I have my easy function made, and honestly figuring out a test to write for it was harder than writing the code. (This seems to be a recurring theme with me and Test Driven Development).

The function is 3 lines of code, and one of those lines is just for readability.

(defn update-board-easy [board]
  (let [available-moves (core/get-available-moves board)]
    (core/update-board (rand-nth available-moves) board)))

core/get-available-moves takes a board (sequence of numbers and either string “X” or “O”) and filters out anything that is not a number.

I wrote a detailed post about rand-nth yesterday in case you missed it.

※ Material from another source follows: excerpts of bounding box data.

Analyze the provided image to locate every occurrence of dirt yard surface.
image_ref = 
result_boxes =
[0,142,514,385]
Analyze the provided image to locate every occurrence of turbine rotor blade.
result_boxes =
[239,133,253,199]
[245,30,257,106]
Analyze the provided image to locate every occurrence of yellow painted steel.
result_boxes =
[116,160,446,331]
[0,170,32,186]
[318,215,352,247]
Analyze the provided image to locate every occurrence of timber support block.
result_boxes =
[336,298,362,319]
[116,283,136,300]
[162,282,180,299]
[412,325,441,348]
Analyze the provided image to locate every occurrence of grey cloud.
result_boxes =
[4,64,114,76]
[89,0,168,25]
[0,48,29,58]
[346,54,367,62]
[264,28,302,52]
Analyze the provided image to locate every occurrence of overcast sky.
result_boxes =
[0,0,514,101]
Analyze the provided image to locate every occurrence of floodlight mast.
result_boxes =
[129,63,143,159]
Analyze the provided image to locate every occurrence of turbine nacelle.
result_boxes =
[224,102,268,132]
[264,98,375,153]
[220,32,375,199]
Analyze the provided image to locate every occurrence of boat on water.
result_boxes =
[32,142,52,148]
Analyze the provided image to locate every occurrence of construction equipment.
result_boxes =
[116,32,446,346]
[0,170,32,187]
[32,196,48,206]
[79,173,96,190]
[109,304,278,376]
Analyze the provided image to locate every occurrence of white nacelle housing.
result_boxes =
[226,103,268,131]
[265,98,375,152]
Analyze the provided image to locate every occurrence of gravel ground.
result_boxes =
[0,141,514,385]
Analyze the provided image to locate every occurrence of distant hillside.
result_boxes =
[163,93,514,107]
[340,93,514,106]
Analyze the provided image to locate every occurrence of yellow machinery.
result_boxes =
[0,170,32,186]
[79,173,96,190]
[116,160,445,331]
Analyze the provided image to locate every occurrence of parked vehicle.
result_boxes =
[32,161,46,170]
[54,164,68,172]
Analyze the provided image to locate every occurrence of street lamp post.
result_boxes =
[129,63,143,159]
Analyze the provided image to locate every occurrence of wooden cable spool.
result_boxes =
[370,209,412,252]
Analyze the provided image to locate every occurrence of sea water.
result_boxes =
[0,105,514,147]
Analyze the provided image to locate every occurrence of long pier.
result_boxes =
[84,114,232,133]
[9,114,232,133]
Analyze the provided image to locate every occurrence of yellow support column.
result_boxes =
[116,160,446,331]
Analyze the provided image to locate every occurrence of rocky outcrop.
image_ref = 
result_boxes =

This was all easy to write… Most of it was already written by me weeks ago! The part I had to reach out for help on was how to test for random. My mentor Alex gave me a nice shift in perspective when I asked about it. Testing for random isn’t what we’re really trying to do here. We know that rand-nth works, it’s an official clojure.core function. What we need to test is that our function is working as intended. In order to accomplish this, I needed the random number to be something consistent in my tests. I managed to get this done with the with-redefs function.

(it "returns a random valid move on empty board"
      (with-redefs [rand-nth (stub :rand-nth {:return 0})]
        (should= ["X" 1 2 3 4 5 6 7 8] (sut/update-board-easy (range 9)))))

with-redefs lets us redefine a function inside a function. Its syntax is similar to let. First word in the bracket is the binding, the second is what you want to change. In our case above we used stub to make the return of rand-nth to consistently be 0.

Now that we have consistent outputs, we have consistent tests!